Os doutorados, em virtude do tempo investido em investigação e desenvolvimento, são aqueles que têm maior capacidade de gerar inovação disruptiva. Inovação que dê origem a componentes e tecnologias de muito elevado valor acrescentado.

O povo português possui capacidades inatas de criatividade e empreendedorismo. A criatividade, aliada ao conhecimento, é a maior ferramenta para a inovação. A capacidade de inovação, nos tempos atuais, determina o progresso das nações. Portugal apostou em criar uma classe de jovens doutorados. Temos a oportunidade da ‘bazuca’ europeia. Conclusão: estão criadas as condições para Portugal dar o salto, ou pelo menos inverter, de forma clara, a tendência de empobrecimento progressivo face aos nossos competidores mais diretos.

Mas falta algo: é preciso acreditar na capacidade empreendedora dos nossos doutorados.

Sempre que aliámos conhecimento, criatividade, e empreendedorismo fomos bem sucedidos. Foi assim há séculos quando fomos desbravar novos mundos, em que demos origem a inovações tecnológicas disruptivas de apoio à navegação, foi assim recentemente com a ‘geração de ouro’ do futebol, e pode ser agora, se apostarmos novamente nesta simbiose conhecimento-criatividade-empreendedorismo.
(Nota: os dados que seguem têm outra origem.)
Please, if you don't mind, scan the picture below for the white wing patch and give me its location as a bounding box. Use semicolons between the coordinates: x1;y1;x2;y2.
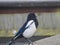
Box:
26;20;33;27
23;20;36;38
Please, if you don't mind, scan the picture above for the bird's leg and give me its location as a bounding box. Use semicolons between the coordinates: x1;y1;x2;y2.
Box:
25;38;33;45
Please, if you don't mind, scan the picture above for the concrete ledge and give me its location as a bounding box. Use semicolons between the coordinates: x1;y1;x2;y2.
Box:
34;34;60;45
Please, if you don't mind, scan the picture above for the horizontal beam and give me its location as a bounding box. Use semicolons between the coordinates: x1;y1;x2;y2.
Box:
0;1;60;7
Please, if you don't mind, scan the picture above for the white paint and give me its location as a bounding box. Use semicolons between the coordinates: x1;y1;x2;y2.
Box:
23;20;36;38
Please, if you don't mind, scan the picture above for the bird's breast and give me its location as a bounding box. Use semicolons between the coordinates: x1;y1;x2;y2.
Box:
23;23;36;38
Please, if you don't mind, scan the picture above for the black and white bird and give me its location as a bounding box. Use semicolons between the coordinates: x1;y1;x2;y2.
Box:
8;13;38;45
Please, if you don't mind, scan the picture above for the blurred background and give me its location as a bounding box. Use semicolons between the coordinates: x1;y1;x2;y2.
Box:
0;0;60;43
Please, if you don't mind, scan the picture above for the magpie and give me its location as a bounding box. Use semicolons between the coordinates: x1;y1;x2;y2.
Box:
8;13;38;45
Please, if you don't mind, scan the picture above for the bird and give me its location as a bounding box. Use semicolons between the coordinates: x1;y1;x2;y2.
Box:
8;13;39;45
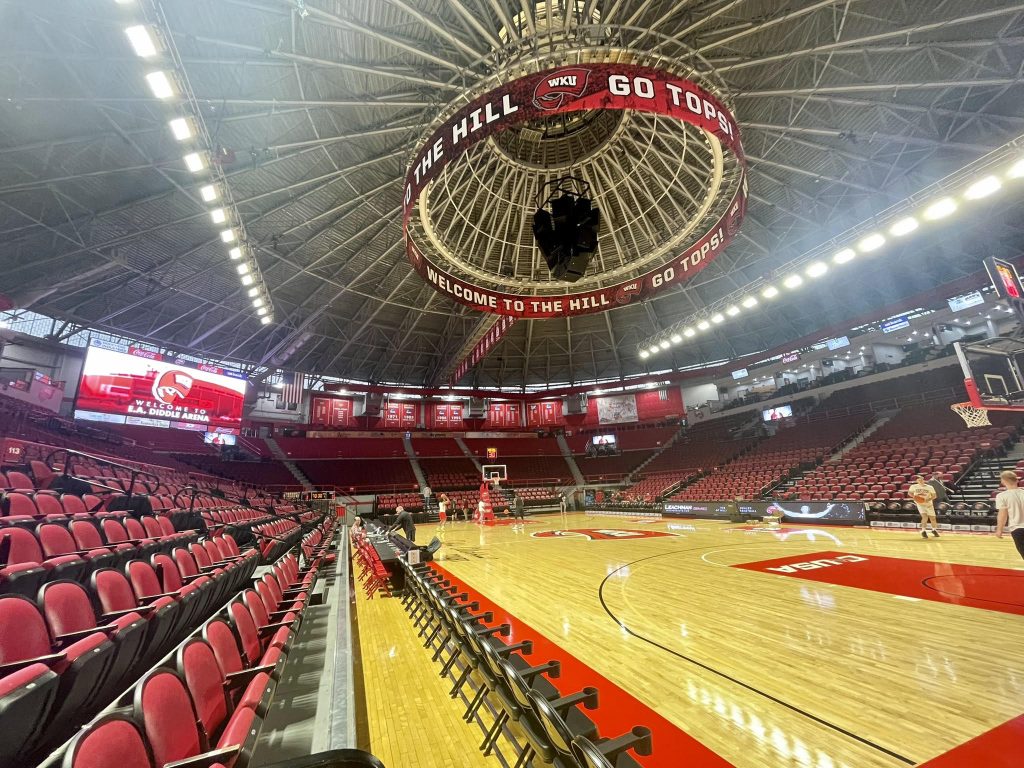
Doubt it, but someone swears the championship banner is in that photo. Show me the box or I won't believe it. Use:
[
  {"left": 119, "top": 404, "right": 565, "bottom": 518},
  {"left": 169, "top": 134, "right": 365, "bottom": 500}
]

Os relatórios europeus mostram as virtudes da trilogia acima descrita mas mostram também que persistimos em nos mantermos na cauda do pelotão. Se temos o potencial, e não estamos a conseguir os resultados esperados, é porque falta algo no processo.

As nossas entidades governativas têm apoiado a inovação das empresas, pequenas, médias e, mais recentemente, as grandes, normalmente de capital não português. Tem apoiado a integração dos jovens doutorados nas empresas, de diversas formas. Mas de entre as diversas estratégias levadas a cabo por diversos governos há uma que tem sido continuamente esquecida. Apoiar a criação de empresa tecnológicas, criadas por doutorados.

Os doutorados, em virtude do tempo investido em investigação e desenvolvimento, são aqueles que têm maior capacidade de gerar inovação disruptiva. Inovação que dê origem a componentes e tecnologias de muito elevado valor acrescentado.

A transferência destas inovações para empresas pequenas ou médias é difícil. Estas empresas estão vocacionadas para inovações incrementais nos seus próprios produtos e com as tecnologias existentes. As grandes empresas estão mais disponíveis mas, normalmente, estas são de capital não português, e têm o seu centro de interesses noutros países, para onde flui o essencial das inovações, incluindo os melhores recursos humanos.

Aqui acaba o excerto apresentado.